In the second episode of The Walking Dead game, the effects of these choices start to show At the beginning of each episode, a warning displays on the screen:
This game series adapts to the choices you make. The story is tailored by how you play.
In my review of Episode One: “A New Day” – I predicted that future episodes would have to show the fruition of this decision-based gameplay. This is exactly what happens in Episode Two. With the increasing tension in the power struggle between Lilly and Kenny, choices you made towards them and theirs family (Larry and Duck, respectively) correspond to how they treat Lee in this episode, and the dialogue in this episode implies that decisions made now will have an even bigger effect on the events in future episodes.
“Starved for Help” continues to put an emphasis on character interactions and the effects of Lee’s decisions on character development, not the action.
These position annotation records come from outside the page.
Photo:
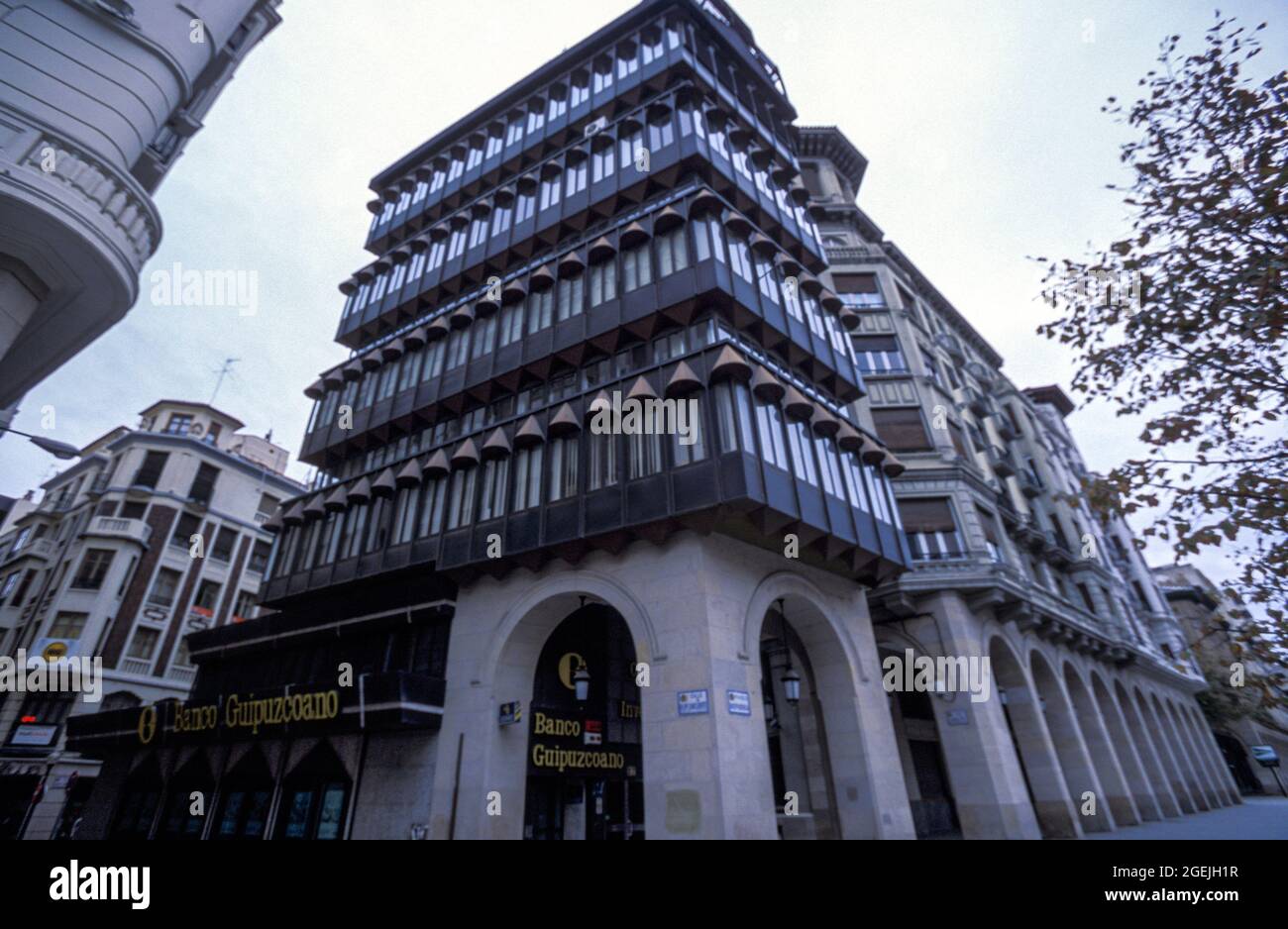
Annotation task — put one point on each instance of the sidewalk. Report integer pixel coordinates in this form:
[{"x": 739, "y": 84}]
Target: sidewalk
[{"x": 1257, "y": 817}]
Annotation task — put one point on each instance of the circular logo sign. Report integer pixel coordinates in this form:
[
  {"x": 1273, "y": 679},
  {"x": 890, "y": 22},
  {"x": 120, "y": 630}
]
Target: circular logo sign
[{"x": 147, "y": 723}]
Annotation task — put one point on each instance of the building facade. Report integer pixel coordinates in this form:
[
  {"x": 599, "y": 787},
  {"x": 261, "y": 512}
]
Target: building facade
[
  {"x": 1096, "y": 688},
  {"x": 1248, "y": 705},
  {"x": 98, "y": 102},
  {"x": 502, "y": 613},
  {"x": 156, "y": 532}
]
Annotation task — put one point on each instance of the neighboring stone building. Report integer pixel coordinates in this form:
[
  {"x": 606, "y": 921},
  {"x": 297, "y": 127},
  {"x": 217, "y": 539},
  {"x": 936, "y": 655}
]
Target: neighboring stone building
[
  {"x": 102, "y": 567},
  {"x": 98, "y": 100},
  {"x": 1009, "y": 564},
  {"x": 1239, "y": 718}
]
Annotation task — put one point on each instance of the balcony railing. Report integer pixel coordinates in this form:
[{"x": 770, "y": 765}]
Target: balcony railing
[
  {"x": 114, "y": 527},
  {"x": 1001, "y": 463}
]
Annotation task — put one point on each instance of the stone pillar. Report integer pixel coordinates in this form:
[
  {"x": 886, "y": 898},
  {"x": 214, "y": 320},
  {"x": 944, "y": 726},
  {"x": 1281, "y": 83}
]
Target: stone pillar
[
  {"x": 983, "y": 769},
  {"x": 1124, "y": 747},
  {"x": 1171, "y": 764},
  {"x": 1206, "y": 782},
  {"x": 1074, "y": 760},
  {"x": 1102, "y": 752}
]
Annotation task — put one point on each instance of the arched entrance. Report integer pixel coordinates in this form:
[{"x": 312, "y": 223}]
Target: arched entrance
[
  {"x": 804, "y": 794},
  {"x": 585, "y": 774},
  {"x": 1236, "y": 761},
  {"x": 930, "y": 796},
  {"x": 1031, "y": 744}
]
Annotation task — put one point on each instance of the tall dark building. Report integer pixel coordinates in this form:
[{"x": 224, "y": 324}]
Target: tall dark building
[{"x": 501, "y": 615}]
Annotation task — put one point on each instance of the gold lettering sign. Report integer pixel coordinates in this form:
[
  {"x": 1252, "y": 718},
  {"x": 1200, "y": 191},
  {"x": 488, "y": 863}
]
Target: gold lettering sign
[
  {"x": 570, "y": 663},
  {"x": 576, "y": 760},
  {"x": 245, "y": 713},
  {"x": 554, "y": 726}
]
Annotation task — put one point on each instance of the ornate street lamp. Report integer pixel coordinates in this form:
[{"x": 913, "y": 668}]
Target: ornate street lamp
[{"x": 791, "y": 679}]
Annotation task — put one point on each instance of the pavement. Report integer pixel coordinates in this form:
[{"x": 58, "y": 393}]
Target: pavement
[{"x": 1257, "y": 817}]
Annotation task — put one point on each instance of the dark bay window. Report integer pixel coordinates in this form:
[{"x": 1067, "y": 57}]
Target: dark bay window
[
  {"x": 404, "y": 516},
  {"x": 484, "y": 335},
  {"x": 460, "y": 504},
  {"x": 150, "y": 472},
  {"x": 458, "y": 348},
  {"x": 511, "y": 325},
  {"x": 541, "y": 306},
  {"x": 931, "y": 530},
  {"x": 603, "y": 283},
  {"x": 93, "y": 568},
  {"x": 572, "y": 291},
  {"x": 433, "y": 504},
  {"x": 636, "y": 267},
  {"x": 563, "y": 468},
  {"x": 696, "y": 451},
  {"x": 433, "y": 364},
  {"x": 858, "y": 289},
  {"x": 601, "y": 461},
  {"x": 673, "y": 254},
  {"x": 550, "y": 185},
  {"x": 355, "y": 523},
  {"x": 630, "y": 143},
  {"x": 527, "y": 477},
  {"x": 733, "y": 417},
  {"x": 739, "y": 257},
  {"x": 773, "y": 446},
  {"x": 708, "y": 240},
  {"x": 828, "y": 465},
  {"x": 880, "y": 356},
  {"x": 576, "y": 174},
  {"x": 204, "y": 484},
  {"x": 803, "y": 456},
  {"x": 496, "y": 473},
  {"x": 603, "y": 158},
  {"x": 526, "y": 205},
  {"x": 902, "y": 429}
]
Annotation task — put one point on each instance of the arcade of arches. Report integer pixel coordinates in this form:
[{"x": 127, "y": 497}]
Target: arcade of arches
[{"x": 761, "y": 714}]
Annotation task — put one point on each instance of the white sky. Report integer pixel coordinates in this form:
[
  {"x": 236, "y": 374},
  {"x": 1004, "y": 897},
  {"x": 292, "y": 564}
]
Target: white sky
[{"x": 980, "y": 121}]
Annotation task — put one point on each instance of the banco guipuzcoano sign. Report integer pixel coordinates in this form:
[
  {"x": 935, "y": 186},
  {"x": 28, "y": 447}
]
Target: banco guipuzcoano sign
[{"x": 237, "y": 714}]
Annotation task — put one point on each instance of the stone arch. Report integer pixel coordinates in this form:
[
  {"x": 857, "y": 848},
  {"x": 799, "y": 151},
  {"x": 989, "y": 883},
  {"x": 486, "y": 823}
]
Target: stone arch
[
  {"x": 1153, "y": 762},
  {"x": 1030, "y": 743},
  {"x": 1070, "y": 749},
  {"x": 782, "y": 584},
  {"x": 851, "y": 710},
  {"x": 1207, "y": 783},
  {"x": 1100, "y": 749},
  {"x": 1206, "y": 739},
  {"x": 550, "y": 600},
  {"x": 1184, "y": 757},
  {"x": 1166, "y": 754},
  {"x": 1126, "y": 747}
]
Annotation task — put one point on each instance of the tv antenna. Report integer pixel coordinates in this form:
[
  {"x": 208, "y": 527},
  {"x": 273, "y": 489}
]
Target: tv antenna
[{"x": 226, "y": 369}]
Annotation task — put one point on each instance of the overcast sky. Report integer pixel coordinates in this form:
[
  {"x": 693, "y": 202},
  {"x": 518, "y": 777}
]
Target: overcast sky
[{"x": 980, "y": 121}]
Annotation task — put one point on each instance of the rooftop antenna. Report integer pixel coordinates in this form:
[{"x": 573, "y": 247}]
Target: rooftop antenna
[{"x": 219, "y": 382}]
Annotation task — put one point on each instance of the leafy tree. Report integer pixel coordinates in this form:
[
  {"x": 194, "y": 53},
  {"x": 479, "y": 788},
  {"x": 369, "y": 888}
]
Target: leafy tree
[{"x": 1185, "y": 321}]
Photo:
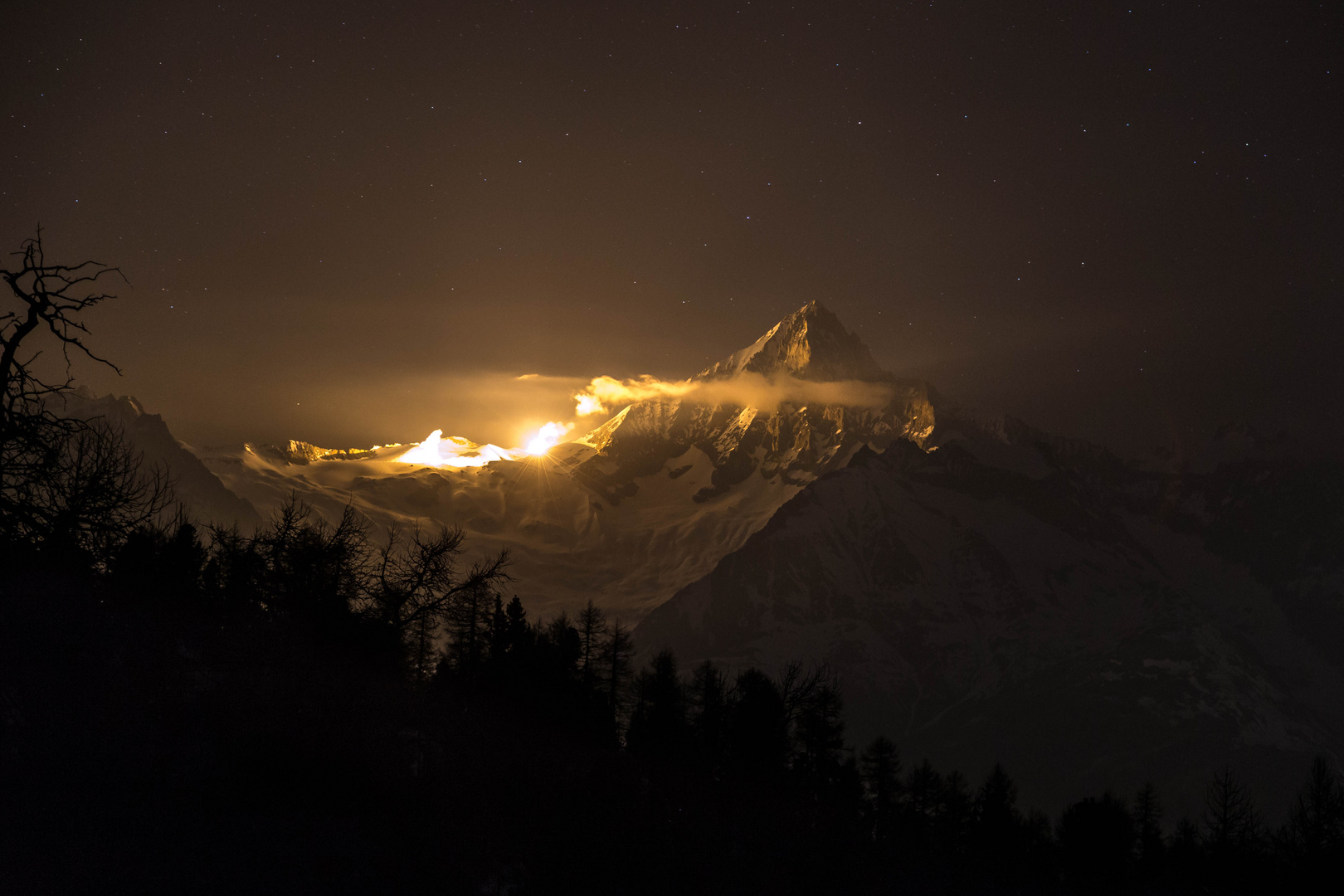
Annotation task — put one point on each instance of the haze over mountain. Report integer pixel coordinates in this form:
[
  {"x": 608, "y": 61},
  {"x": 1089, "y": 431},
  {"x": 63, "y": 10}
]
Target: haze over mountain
[
  {"x": 645, "y": 503},
  {"x": 986, "y": 592}
]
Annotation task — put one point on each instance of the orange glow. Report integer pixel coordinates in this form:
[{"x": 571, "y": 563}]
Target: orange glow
[
  {"x": 548, "y": 437},
  {"x": 455, "y": 451}
]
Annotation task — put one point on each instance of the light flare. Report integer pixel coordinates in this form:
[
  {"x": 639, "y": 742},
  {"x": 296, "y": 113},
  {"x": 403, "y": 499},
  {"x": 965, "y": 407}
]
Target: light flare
[{"x": 459, "y": 453}]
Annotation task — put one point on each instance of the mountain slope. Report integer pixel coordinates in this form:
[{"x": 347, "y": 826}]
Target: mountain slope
[
  {"x": 1007, "y": 597},
  {"x": 641, "y": 505},
  {"x": 195, "y": 486}
]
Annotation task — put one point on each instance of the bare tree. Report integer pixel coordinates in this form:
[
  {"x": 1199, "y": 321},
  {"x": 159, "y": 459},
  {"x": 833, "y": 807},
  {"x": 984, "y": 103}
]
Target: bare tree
[
  {"x": 421, "y": 589},
  {"x": 65, "y": 484}
]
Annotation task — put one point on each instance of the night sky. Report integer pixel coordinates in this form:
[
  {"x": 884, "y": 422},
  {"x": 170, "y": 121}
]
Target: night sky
[{"x": 355, "y": 222}]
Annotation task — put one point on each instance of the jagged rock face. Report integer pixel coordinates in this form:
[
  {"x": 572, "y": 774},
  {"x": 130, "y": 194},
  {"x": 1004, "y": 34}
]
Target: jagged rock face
[
  {"x": 795, "y": 444},
  {"x": 1011, "y": 597},
  {"x": 641, "y": 505},
  {"x": 811, "y": 344}
]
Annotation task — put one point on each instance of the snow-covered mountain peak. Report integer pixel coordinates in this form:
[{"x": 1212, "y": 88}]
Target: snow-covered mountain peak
[{"x": 811, "y": 344}]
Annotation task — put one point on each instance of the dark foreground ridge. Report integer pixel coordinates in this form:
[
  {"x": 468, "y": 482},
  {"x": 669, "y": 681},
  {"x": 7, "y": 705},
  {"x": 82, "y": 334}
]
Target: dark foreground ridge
[{"x": 260, "y": 713}]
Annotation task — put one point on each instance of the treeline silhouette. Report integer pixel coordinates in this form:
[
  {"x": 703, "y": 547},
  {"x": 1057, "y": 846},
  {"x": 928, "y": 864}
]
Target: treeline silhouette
[{"x": 316, "y": 709}]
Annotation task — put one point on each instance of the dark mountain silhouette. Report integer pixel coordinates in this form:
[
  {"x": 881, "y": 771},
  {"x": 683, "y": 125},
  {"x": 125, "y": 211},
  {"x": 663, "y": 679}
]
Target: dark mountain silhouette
[{"x": 1007, "y": 596}]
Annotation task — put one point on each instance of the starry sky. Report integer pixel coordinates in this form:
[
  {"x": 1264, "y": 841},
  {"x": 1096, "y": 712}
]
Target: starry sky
[{"x": 353, "y": 222}]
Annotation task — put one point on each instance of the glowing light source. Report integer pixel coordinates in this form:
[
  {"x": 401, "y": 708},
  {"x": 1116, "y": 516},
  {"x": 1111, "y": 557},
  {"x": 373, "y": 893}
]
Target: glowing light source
[{"x": 455, "y": 451}]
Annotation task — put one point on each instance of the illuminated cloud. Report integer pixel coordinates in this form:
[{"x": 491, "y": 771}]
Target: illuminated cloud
[{"x": 605, "y": 394}]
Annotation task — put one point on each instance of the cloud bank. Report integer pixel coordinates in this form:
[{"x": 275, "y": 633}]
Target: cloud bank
[{"x": 605, "y": 394}]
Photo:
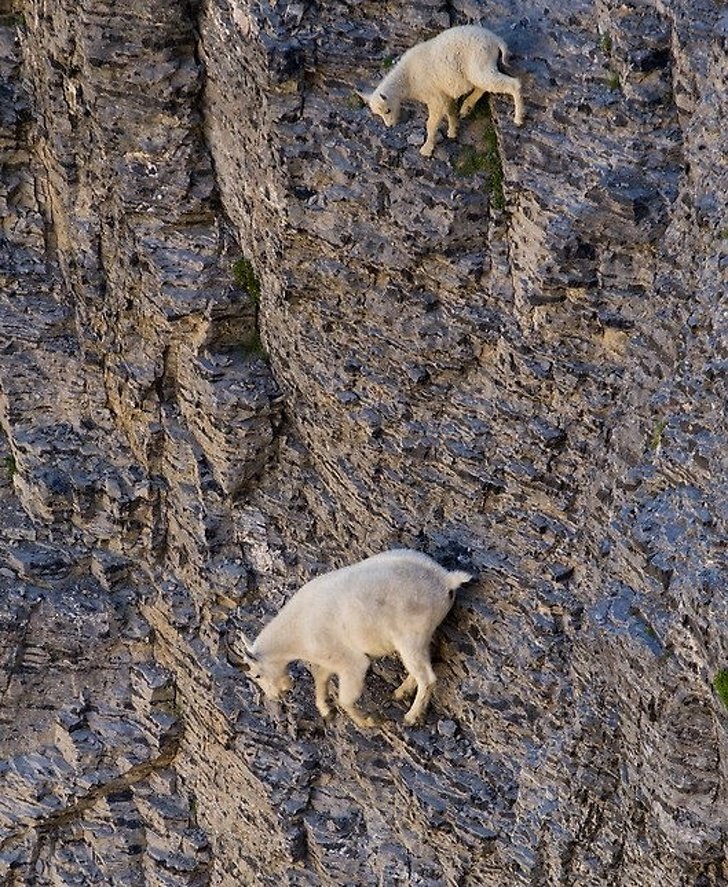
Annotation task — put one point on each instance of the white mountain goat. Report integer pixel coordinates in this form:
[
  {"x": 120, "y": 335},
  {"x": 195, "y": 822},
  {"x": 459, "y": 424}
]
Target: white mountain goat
[
  {"x": 460, "y": 60},
  {"x": 388, "y": 603}
]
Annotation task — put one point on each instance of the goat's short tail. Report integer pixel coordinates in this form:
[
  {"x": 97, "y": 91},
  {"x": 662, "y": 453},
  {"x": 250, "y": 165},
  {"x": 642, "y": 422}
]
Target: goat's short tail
[
  {"x": 504, "y": 51},
  {"x": 457, "y": 578}
]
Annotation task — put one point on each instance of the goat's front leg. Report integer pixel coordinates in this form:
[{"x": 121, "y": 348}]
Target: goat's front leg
[
  {"x": 351, "y": 685},
  {"x": 406, "y": 688},
  {"x": 435, "y": 114},
  {"x": 452, "y": 120}
]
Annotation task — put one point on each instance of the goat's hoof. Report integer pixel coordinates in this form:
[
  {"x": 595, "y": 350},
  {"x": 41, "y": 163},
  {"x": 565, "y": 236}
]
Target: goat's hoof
[{"x": 368, "y": 722}]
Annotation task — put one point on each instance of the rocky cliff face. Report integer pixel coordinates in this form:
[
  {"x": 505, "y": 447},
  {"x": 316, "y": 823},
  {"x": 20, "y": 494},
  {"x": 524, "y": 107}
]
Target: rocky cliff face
[{"x": 249, "y": 334}]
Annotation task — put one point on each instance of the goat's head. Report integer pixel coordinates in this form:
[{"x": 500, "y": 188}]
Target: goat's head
[
  {"x": 270, "y": 675},
  {"x": 384, "y": 106}
]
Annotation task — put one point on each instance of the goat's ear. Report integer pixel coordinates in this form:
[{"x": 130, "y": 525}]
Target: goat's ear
[{"x": 248, "y": 644}]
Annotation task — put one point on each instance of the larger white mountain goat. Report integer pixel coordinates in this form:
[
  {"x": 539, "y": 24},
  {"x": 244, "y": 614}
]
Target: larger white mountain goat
[
  {"x": 388, "y": 603},
  {"x": 460, "y": 60}
]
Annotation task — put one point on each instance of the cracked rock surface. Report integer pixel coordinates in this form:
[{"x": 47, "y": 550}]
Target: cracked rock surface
[{"x": 248, "y": 334}]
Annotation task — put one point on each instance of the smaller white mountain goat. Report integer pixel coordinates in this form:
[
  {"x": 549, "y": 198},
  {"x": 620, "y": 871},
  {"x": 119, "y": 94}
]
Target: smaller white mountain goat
[
  {"x": 388, "y": 603},
  {"x": 460, "y": 60}
]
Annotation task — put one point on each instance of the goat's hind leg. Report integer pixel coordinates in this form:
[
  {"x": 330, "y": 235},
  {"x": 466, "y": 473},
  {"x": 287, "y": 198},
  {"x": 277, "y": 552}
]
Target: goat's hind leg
[
  {"x": 406, "y": 688},
  {"x": 321, "y": 678},
  {"x": 417, "y": 663},
  {"x": 470, "y": 102},
  {"x": 351, "y": 685},
  {"x": 502, "y": 84}
]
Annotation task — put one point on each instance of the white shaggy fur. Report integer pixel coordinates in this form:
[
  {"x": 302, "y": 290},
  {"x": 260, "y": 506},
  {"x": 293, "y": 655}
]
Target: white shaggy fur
[
  {"x": 460, "y": 60},
  {"x": 388, "y": 603}
]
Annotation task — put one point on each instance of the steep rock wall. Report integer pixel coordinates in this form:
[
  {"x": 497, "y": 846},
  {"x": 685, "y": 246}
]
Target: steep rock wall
[{"x": 531, "y": 386}]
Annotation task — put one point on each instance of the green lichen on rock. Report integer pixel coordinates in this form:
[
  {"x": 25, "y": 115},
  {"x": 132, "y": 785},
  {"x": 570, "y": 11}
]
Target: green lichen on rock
[
  {"x": 245, "y": 277},
  {"x": 471, "y": 160},
  {"x": 720, "y": 685}
]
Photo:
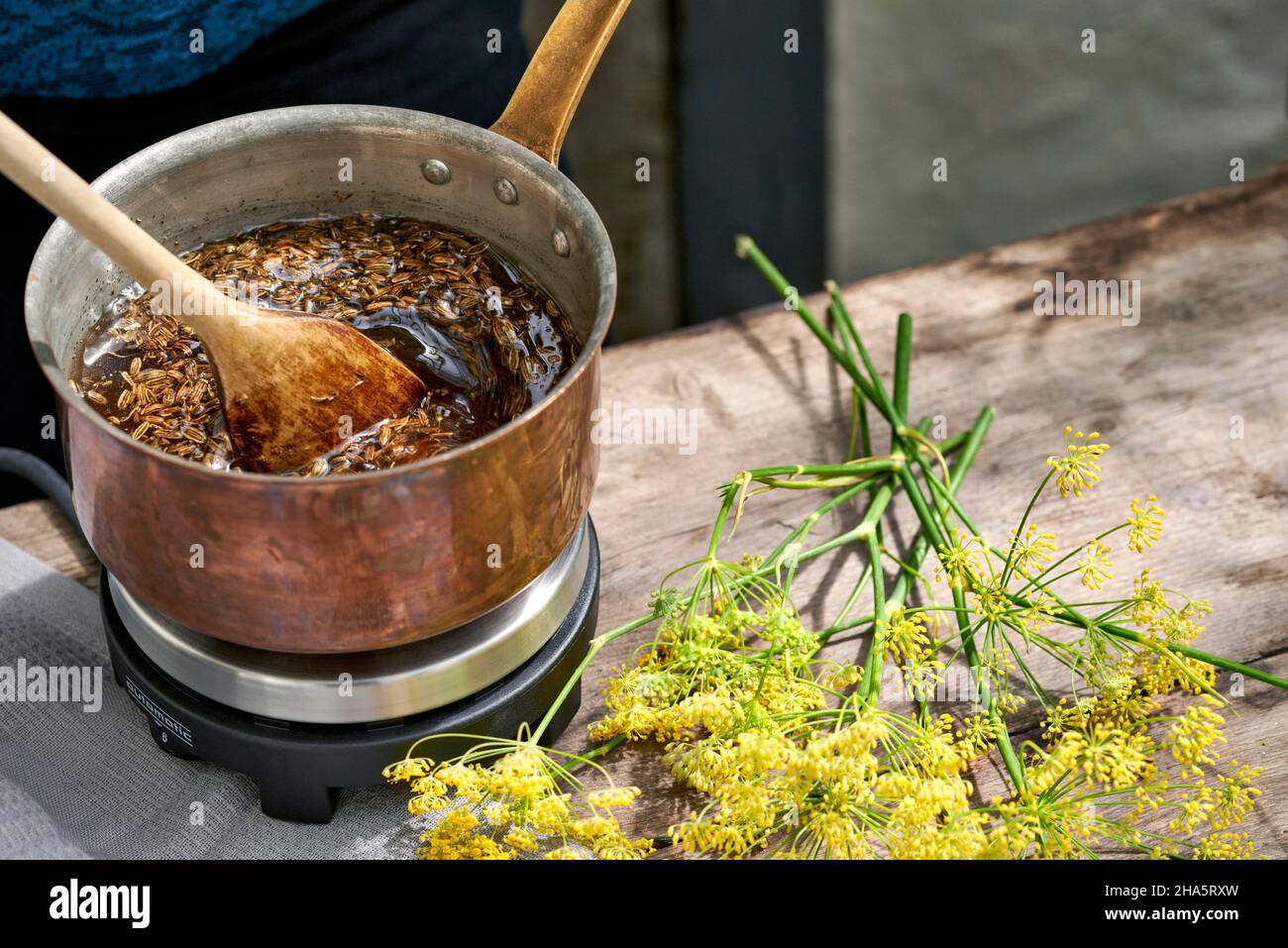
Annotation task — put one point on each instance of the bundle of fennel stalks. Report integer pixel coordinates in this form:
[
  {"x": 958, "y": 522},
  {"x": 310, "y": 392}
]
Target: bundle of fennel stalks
[{"x": 793, "y": 753}]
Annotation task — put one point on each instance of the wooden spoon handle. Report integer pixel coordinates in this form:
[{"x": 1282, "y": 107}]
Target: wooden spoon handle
[
  {"x": 34, "y": 168},
  {"x": 544, "y": 102}
]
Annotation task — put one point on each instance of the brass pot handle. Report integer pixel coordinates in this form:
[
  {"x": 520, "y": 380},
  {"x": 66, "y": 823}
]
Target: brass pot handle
[{"x": 544, "y": 102}]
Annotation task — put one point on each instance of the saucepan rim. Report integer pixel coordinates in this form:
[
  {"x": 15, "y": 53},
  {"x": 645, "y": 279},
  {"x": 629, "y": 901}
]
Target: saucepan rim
[{"x": 176, "y": 150}]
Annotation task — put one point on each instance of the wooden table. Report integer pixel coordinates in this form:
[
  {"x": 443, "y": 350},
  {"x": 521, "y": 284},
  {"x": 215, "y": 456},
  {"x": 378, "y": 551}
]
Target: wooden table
[{"x": 1194, "y": 401}]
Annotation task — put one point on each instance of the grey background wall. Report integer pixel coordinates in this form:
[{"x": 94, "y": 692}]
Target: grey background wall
[{"x": 1037, "y": 133}]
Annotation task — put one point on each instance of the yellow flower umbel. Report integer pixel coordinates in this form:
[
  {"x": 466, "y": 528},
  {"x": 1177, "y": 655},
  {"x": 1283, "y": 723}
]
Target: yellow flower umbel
[
  {"x": 1078, "y": 468},
  {"x": 507, "y": 798}
]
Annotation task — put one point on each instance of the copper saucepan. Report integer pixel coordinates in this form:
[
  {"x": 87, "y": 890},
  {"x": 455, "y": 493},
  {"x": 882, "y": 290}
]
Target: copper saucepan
[{"x": 375, "y": 559}]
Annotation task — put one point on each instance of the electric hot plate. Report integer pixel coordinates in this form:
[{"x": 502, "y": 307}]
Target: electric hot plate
[{"x": 304, "y": 727}]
In the first episode, there are only a few decisions that can make a difference to the events of the story, and rather than creating two divergent story paths, each choice is just one side or the other of a detour – either decision resulting in essentially the same result.
In two instances, Everett has to choose whom he would attempt to save in a sudden zombie attack. In only one case does Everett’s decision actually change the outcome of who survives. However, the decisions you make have a large effect on the way the other characters interact with Everett. This style of decision-based gameplay is continued in “Starved for Help” as the effects of decisions in Episode One come to bear, decisions made in Episode Two sometimes have an immediate effect and other times there are indications of how the future might be affected. But there’s no telling if the implied result will ever come to pass. Picking one side over the other might completely backfire in future episodes.
At the end of the day, “Starved for Help” maintains the standard for graphics and sound set by Episode One, but it takes the emotional intensity of character interaction to a whole new level. The Walking Dead keeps getting better and better.
The Walking Dead is rated M (Mature) by the ESRB for Strong Language, Blood and Gore, Intense Violence. This game can also be found on: Xbox 360 and PS3.